Among several strengths, the study is not free from limitations. The study did not measure or report on the perception of the users on the effectiveness of drugs in terms of whether the NCDs were well-controlled in patients with good adherence. Furthermore, we could not present the analysis to assess whether the medications that were not available are consistently the same.
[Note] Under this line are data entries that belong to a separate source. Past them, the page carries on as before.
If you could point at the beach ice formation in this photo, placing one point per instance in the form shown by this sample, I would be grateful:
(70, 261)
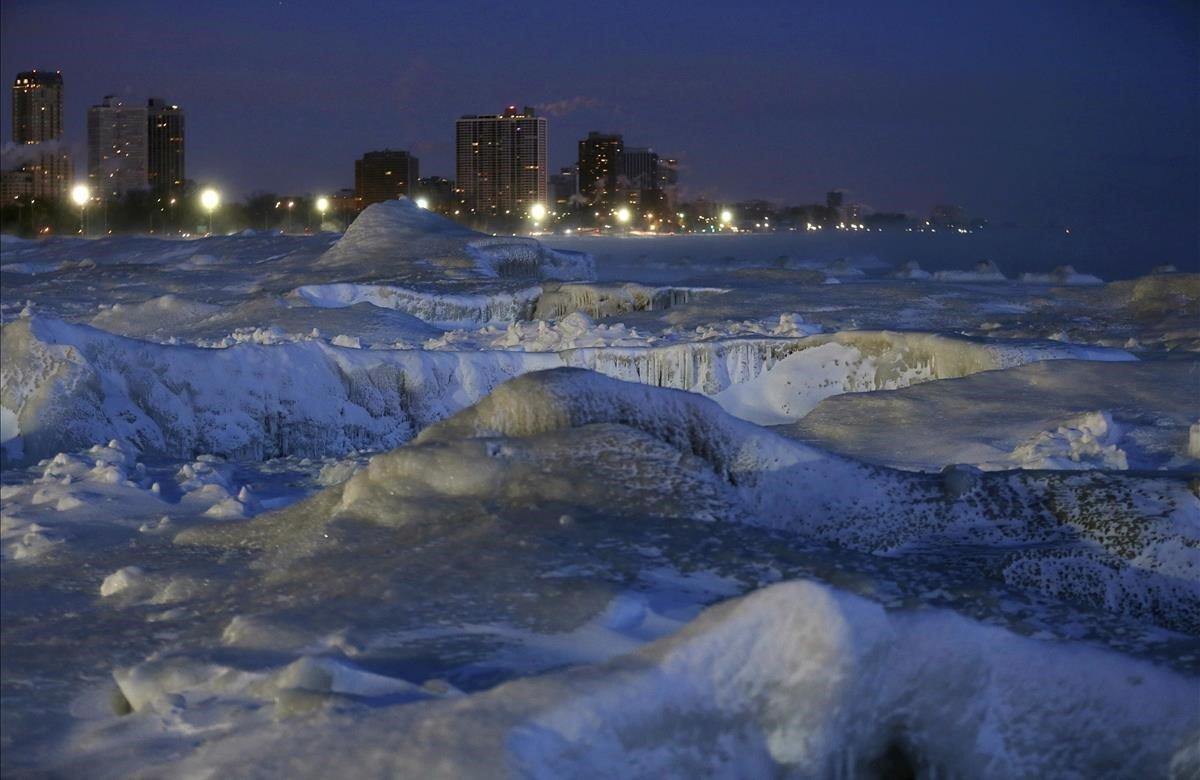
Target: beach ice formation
(423, 502)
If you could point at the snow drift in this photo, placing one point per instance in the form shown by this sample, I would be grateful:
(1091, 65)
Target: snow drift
(401, 238)
(797, 679)
(67, 387)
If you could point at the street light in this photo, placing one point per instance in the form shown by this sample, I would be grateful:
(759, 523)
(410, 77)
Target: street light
(81, 195)
(322, 208)
(210, 199)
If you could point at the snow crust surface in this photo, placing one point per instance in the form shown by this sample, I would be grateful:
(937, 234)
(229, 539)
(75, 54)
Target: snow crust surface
(423, 502)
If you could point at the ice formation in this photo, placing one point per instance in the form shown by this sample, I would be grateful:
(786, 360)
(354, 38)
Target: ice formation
(421, 498)
(65, 385)
(399, 233)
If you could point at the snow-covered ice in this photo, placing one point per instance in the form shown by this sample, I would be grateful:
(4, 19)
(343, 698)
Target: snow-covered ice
(419, 501)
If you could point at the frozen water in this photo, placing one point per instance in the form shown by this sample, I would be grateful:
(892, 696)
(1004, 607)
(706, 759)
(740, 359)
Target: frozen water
(418, 498)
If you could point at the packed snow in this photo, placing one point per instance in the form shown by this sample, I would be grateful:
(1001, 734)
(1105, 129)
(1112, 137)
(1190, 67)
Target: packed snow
(421, 501)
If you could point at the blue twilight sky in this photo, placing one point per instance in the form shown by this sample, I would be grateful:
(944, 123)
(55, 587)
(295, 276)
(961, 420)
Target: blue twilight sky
(1073, 112)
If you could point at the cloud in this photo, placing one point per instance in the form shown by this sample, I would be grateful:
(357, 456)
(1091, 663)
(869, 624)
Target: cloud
(568, 106)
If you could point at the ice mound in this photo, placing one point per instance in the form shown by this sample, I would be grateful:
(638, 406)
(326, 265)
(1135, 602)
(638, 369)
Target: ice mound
(1061, 275)
(983, 271)
(443, 310)
(66, 387)
(605, 300)
(466, 310)
(1089, 441)
(401, 238)
(165, 316)
(798, 679)
(1146, 407)
(911, 270)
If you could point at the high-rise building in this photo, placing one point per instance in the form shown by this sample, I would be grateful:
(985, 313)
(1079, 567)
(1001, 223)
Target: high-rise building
(640, 168)
(669, 181)
(117, 148)
(166, 169)
(42, 169)
(36, 107)
(384, 175)
(564, 186)
(599, 167)
(501, 162)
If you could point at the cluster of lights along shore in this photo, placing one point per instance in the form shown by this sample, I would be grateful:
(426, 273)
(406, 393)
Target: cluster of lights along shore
(502, 175)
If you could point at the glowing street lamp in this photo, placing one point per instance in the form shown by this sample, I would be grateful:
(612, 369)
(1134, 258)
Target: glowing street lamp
(322, 208)
(81, 195)
(210, 199)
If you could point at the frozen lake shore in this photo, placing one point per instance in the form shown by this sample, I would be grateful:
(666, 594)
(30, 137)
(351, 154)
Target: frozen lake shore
(420, 498)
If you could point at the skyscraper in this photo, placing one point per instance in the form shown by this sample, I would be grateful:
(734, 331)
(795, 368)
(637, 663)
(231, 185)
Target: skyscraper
(165, 147)
(384, 175)
(564, 187)
(600, 167)
(117, 148)
(501, 162)
(640, 168)
(42, 167)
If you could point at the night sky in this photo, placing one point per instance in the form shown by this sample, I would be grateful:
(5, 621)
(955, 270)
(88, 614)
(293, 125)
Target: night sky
(1079, 113)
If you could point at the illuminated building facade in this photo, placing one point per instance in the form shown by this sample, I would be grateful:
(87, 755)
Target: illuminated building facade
(502, 162)
(166, 168)
(600, 167)
(42, 167)
(384, 175)
(117, 148)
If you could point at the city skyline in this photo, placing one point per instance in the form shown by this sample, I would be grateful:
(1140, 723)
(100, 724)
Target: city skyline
(821, 101)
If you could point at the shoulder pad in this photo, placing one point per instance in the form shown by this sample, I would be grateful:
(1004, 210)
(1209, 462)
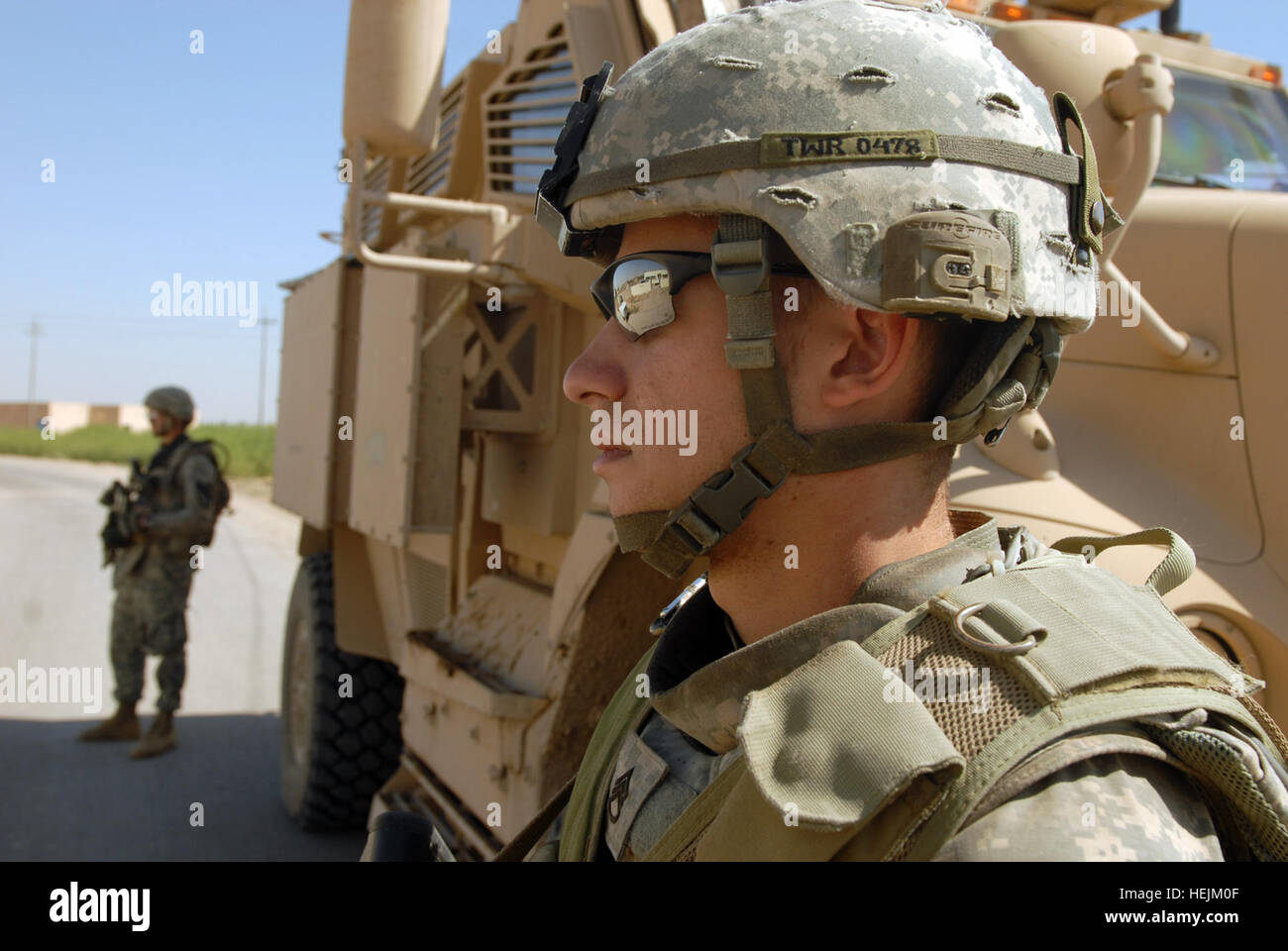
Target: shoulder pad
(827, 746)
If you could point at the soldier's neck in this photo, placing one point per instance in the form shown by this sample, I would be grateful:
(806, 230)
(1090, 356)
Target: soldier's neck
(807, 548)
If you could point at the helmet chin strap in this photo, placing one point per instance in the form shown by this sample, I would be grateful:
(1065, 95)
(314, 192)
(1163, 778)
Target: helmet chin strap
(671, 540)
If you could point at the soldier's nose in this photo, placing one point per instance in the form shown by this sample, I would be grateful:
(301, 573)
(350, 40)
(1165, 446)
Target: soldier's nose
(596, 376)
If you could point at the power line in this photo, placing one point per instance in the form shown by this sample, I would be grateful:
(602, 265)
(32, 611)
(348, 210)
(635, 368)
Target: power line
(31, 371)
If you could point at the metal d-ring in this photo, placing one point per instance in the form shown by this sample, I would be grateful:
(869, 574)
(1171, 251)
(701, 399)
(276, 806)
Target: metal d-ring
(971, 641)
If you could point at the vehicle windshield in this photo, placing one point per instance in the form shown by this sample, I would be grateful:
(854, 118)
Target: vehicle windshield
(1225, 134)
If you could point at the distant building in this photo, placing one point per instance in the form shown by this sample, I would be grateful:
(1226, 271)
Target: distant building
(65, 416)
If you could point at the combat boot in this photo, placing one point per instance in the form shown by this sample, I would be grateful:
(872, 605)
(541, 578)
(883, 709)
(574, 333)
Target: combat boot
(124, 724)
(159, 739)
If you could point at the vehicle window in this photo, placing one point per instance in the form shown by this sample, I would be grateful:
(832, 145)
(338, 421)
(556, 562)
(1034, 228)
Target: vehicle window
(1223, 132)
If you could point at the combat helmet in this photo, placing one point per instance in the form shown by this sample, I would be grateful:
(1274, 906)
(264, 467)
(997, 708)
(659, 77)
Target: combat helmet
(905, 161)
(171, 399)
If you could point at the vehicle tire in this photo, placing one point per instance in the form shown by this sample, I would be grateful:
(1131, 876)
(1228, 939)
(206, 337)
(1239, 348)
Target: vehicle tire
(335, 752)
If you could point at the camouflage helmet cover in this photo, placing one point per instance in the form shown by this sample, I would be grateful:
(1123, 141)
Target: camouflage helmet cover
(171, 399)
(905, 161)
(828, 65)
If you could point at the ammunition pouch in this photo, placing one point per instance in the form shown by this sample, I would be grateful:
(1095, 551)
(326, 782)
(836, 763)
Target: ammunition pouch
(1072, 650)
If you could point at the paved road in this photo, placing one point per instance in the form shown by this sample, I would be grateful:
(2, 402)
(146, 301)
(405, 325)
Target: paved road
(65, 800)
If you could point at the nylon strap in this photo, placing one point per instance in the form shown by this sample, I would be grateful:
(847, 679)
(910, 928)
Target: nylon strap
(1175, 569)
(1033, 732)
(747, 154)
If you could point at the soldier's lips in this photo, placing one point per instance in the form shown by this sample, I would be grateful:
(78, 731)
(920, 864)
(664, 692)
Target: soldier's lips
(609, 455)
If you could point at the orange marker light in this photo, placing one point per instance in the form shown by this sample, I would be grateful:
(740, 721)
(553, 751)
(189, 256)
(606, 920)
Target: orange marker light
(1010, 12)
(1267, 73)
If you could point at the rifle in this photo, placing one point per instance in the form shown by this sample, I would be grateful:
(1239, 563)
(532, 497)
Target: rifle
(123, 505)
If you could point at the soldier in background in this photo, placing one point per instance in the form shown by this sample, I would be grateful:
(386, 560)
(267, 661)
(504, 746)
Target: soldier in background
(938, 209)
(172, 509)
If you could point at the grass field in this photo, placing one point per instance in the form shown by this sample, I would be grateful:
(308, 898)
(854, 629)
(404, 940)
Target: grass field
(250, 449)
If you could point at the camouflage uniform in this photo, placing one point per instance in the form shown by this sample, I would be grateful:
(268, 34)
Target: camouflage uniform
(154, 575)
(1103, 806)
(771, 97)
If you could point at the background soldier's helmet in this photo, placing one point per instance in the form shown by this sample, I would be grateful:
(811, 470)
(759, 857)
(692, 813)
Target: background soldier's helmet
(171, 399)
(905, 161)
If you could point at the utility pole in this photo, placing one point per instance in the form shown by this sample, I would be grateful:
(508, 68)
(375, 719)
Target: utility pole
(263, 361)
(31, 372)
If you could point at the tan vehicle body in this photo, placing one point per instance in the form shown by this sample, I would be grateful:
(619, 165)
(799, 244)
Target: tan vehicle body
(424, 440)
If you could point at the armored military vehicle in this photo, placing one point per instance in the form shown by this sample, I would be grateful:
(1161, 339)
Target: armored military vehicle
(462, 612)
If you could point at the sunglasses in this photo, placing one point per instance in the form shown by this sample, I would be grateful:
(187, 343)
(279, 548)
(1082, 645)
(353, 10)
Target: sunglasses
(638, 289)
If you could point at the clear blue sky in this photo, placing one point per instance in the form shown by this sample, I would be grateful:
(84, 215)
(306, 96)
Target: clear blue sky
(219, 166)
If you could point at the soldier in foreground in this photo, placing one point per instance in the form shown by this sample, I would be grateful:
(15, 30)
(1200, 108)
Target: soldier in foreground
(850, 256)
(150, 541)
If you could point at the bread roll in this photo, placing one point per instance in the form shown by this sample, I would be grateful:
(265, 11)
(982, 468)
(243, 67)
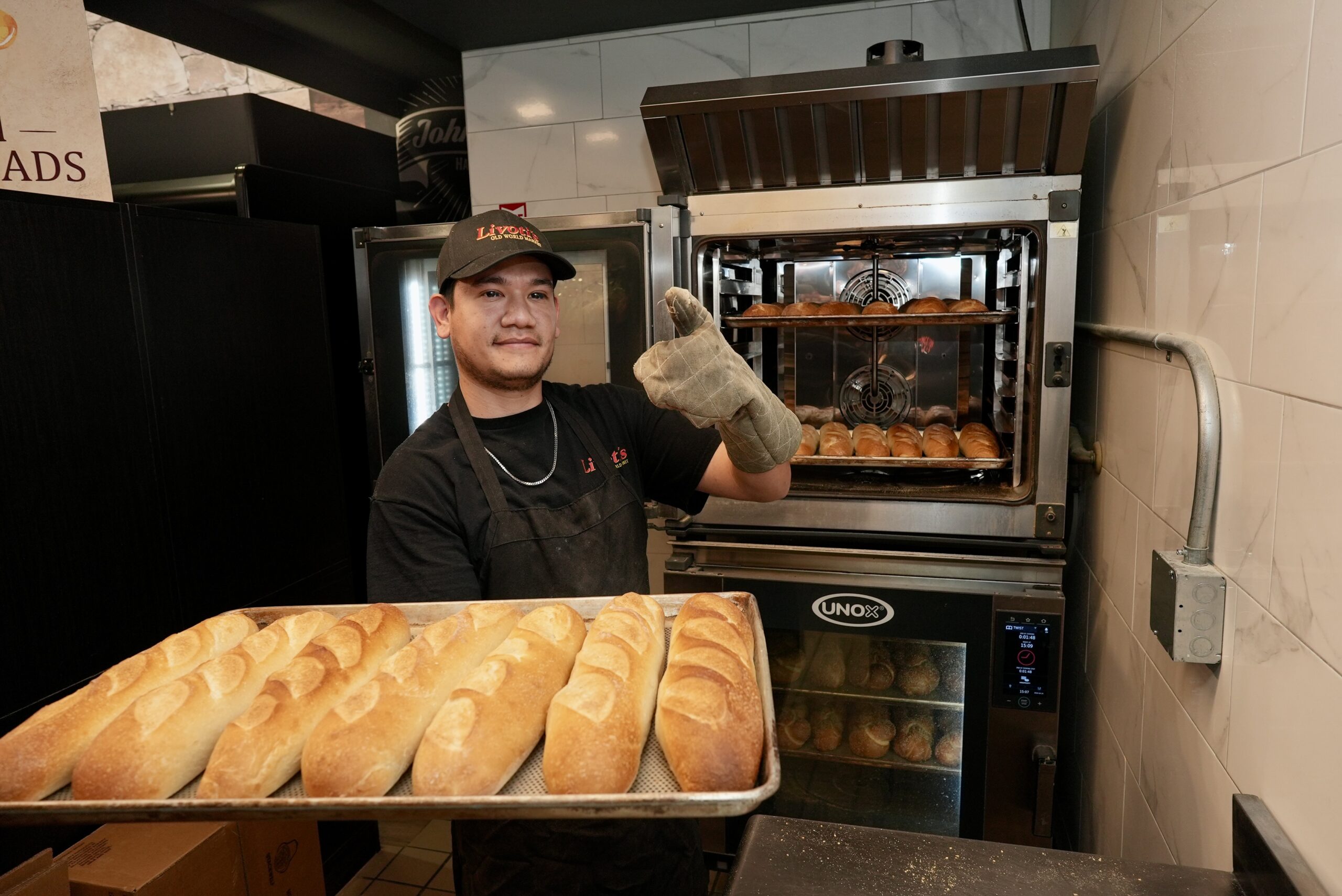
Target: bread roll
(928, 305)
(840, 308)
(710, 717)
(262, 749)
(163, 741)
(870, 730)
(967, 306)
(364, 745)
(809, 440)
(38, 757)
(495, 717)
(977, 440)
(940, 442)
(600, 719)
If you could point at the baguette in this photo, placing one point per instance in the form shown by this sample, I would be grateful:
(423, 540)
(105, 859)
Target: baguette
(364, 746)
(600, 719)
(495, 717)
(710, 717)
(39, 756)
(163, 741)
(262, 749)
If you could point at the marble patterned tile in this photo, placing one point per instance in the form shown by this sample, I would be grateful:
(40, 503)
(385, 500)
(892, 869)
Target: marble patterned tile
(614, 157)
(1114, 665)
(831, 41)
(1137, 149)
(633, 65)
(1206, 270)
(1324, 92)
(1285, 736)
(1297, 312)
(967, 27)
(1243, 61)
(523, 164)
(1127, 425)
(1185, 785)
(1102, 784)
(531, 88)
(1109, 537)
(1306, 559)
(1142, 839)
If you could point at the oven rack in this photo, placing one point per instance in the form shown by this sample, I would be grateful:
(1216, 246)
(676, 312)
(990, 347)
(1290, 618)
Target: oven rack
(969, 318)
(890, 695)
(843, 756)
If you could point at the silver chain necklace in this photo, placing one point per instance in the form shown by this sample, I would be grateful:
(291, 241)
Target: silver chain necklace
(554, 463)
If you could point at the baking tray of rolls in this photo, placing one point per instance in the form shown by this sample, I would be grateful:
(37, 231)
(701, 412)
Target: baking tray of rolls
(474, 730)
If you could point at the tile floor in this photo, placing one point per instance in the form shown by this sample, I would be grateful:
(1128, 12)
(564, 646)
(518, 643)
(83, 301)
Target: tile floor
(416, 860)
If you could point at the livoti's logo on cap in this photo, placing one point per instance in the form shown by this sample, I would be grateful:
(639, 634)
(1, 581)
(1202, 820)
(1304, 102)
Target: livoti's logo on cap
(857, 611)
(506, 233)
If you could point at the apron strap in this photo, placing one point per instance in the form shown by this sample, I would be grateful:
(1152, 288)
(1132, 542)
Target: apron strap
(470, 438)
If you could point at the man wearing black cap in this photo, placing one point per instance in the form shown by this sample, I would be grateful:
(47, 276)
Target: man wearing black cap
(529, 489)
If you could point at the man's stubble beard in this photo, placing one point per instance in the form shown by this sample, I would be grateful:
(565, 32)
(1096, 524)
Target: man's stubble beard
(502, 383)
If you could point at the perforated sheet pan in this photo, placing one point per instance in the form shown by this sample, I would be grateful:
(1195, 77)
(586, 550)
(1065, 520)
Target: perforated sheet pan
(654, 794)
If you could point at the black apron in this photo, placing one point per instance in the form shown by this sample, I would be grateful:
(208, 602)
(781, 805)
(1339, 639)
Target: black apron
(596, 545)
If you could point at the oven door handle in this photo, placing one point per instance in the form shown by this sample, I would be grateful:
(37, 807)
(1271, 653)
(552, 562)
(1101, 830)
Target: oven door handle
(1046, 772)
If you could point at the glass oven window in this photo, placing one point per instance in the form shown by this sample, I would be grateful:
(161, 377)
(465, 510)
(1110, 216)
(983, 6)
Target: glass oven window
(870, 729)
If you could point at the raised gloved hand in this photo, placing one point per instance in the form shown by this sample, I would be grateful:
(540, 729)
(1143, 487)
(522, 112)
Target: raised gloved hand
(702, 377)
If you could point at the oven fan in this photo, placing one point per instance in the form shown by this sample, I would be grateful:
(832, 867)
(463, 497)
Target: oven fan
(883, 404)
(890, 288)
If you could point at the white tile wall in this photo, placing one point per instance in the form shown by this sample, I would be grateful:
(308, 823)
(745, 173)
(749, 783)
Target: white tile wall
(1211, 188)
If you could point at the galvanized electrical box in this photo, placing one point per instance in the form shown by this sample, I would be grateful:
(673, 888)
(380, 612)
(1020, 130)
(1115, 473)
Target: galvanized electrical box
(1188, 608)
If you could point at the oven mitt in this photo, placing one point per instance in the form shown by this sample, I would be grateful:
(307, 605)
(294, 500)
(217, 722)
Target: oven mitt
(702, 377)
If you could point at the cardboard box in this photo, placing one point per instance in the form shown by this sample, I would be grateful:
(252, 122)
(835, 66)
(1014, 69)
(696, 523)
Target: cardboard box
(37, 878)
(282, 858)
(157, 859)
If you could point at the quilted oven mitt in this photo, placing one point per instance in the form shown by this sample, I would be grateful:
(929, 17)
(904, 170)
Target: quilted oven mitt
(701, 376)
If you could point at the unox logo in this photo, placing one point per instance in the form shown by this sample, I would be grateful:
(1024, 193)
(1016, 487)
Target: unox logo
(858, 611)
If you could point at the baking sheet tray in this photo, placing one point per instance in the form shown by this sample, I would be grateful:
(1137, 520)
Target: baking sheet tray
(653, 796)
(969, 318)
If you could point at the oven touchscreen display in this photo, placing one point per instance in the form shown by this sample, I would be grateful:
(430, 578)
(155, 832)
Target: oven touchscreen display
(1026, 655)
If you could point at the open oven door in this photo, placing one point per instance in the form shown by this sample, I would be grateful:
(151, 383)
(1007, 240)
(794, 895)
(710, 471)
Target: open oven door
(622, 258)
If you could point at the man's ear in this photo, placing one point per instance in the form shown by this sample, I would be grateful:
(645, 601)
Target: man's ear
(442, 313)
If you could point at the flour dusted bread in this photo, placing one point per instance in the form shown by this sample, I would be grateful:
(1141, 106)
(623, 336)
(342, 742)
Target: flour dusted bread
(363, 746)
(495, 717)
(261, 749)
(600, 719)
(710, 718)
(164, 739)
(38, 757)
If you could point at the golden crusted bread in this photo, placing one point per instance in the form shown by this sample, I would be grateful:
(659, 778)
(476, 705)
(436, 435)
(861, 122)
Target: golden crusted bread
(365, 744)
(495, 717)
(261, 749)
(600, 719)
(710, 718)
(163, 741)
(38, 757)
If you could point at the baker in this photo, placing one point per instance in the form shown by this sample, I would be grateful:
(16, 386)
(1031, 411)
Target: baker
(528, 489)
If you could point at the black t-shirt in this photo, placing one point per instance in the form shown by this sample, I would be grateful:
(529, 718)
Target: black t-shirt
(428, 519)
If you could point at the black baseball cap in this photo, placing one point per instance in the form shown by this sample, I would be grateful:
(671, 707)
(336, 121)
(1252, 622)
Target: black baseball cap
(482, 241)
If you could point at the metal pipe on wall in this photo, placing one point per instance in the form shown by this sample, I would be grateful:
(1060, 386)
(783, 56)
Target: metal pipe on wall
(1197, 549)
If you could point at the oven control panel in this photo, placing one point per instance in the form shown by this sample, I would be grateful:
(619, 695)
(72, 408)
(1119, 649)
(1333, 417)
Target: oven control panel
(1026, 650)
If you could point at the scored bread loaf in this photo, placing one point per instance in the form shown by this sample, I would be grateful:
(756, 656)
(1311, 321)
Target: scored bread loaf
(364, 745)
(710, 717)
(38, 757)
(495, 717)
(262, 749)
(164, 739)
(600, 719)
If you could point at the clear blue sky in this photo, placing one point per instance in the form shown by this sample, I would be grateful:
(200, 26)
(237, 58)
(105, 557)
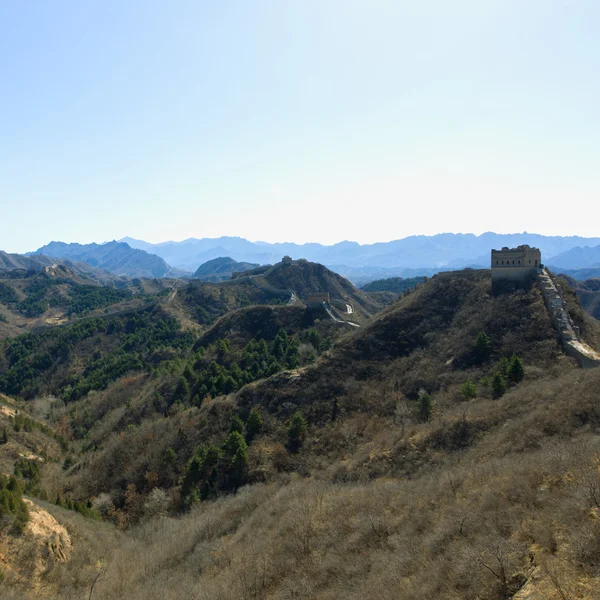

In conclusion, the usefulness of this study is that it provides real-life experiences of patients on the burden of medicines in their chosen healthcare facility. Studies done in the past on availability and affordability at the pharmacy is only part of the story. This study has attempted to cover more of the story, but a gap still remains on outcome experiences. Although we did not use previously validated tools, the findings of this study highlight the high dependency on the state for provision of NCD treatment and long-term follow-up of NCDs by the majority of persons over 50 years and above, and their positive and negative experiences regarding accessibility and affordability of medicines for NCDs, gender equalities in usage of healthcare facilities, accessibility and affordability of NCD medicines, low impact of a state intervention to increase accessibility of medicines for NCD without regular updates and the higher impact of price regulation. The information would be beneficial to government policy makers in achieving sustainable goals of improved access to essential medicines set out in the global NCD targets and the sustainable development goals (SDGs) as the majority of the Sri Lankan population with common NCDs shows a high dependency on the state healthcare system.
Footnotes
Appendix 1
Distribution of the sample by district, number of clusters and the sample weights.
| Province | District | Number of clusters | Sample collected | Sample weight |
|---|---|---|---|---|
| Western | Gampaha and Colombo | 8 | 202 | 0.33 |
| Northern | Jaffna | 4 | 100 | 1.81 |
| Eastern | Batticaloa | 4 | 100 | 1.21 |
| North Central | Anuradhapura | 4 | 102 | 1.50 |
| Central | Kandy | 4 | 100 | 0.74 |
| North Western | Puttalam | 4 | 100 | 0.81 |
| Uva | Badulla | 4 | 100 | 1.50 |
| Sabaragamuwa | Kegalle | 4 | 102 | 1.00 |
| Southern | Hambantota | 4 | 102 | 0.78 |
| Total | 40 | 1008 | 9.68 | |
Declaration of conflicting interests
The author(s) declared no potential conflicts of interest with respect to the research, authorship and/or publication of this article.
Funding
The author(s) received no financial support for the research, authorship and/or publication of this article.